The discovery of the helix’s role in assembly could be a promising new avenue of research for antiviral drug discovery, emphasized Prof. Hyun.
“If we can design a drug that binds really strongly into the pocket where the helix usually sits, it would interfere with formation of the scaffold,” he said. “This is one of my next goals.”
Assembly mechanism of the pleomorphic immature poxvirus scaffold. Nature Communications, 31 March 2022.

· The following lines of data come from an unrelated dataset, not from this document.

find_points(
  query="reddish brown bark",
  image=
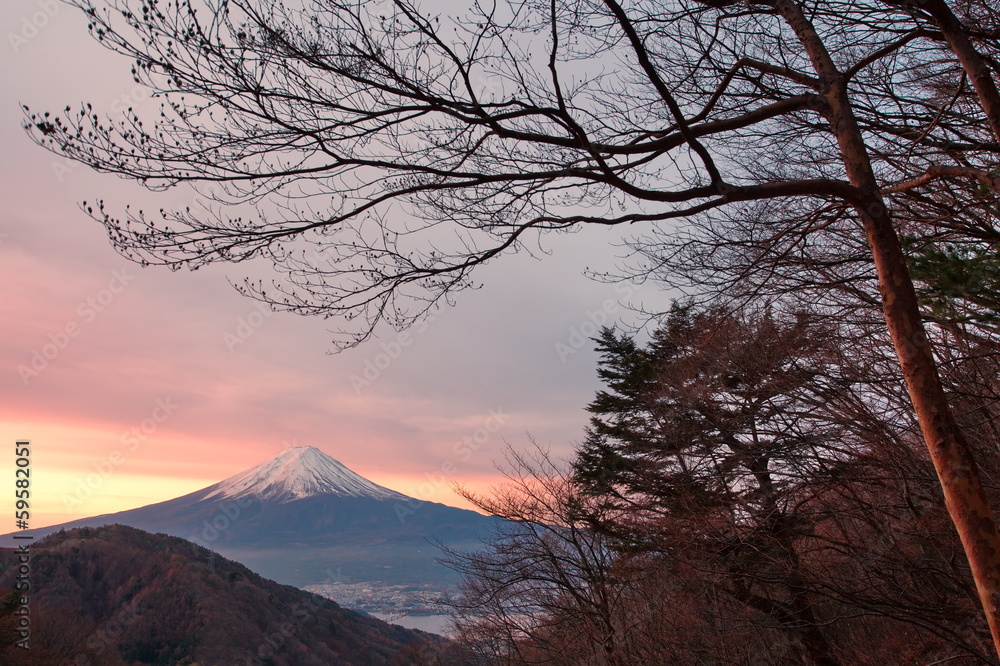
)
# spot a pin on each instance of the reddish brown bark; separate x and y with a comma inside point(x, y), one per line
point(953, 460)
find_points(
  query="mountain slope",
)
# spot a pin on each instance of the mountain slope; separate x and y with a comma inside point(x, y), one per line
point(115, 594)
point(303, 518)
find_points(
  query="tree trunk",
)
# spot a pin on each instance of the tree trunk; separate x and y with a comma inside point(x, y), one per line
point(953, 460)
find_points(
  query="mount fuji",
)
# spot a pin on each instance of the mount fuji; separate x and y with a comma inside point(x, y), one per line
point(303, 518)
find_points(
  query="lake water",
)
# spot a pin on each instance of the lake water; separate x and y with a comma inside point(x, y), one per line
point(436, 624)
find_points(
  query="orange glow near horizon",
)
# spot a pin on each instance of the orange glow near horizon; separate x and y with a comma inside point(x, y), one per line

In Vaccinia virus (VACV), the prototype poxvirus, scaffold protein D13 forms a honeycomb-like lattice on the viral membrane that results in formation of the pleomorphic immature virion (IV). The structure of D13 is similar to those of major capsid proteins that readily form icosahedral capsids in nucleocytoplasmic large DNA viruses (NCLDVs). However, the detailed assembly mechanism of the nonicosahedral poxvirus scaffold has never been understood. Here we show the cryo-EM structures of the D13 trimer and scaffold intermediates produced in vitro. The structures reveal that the displacement of the short N-terminal α-helix is critical for initiation of D13 self-assembly. The continuous curvature of the IV is mediated by electrostatic interactions that induce torsion between trimers. The assembly mechanism explains the semiordered capsid-like arrangement of D13 that is distinct from icosahedral NCLDVs. Our structures explain how a single protein can self-assemble into different capsid morphologies and represent a local exception to the universal Caspar-Klug theory of quasi-equivalence.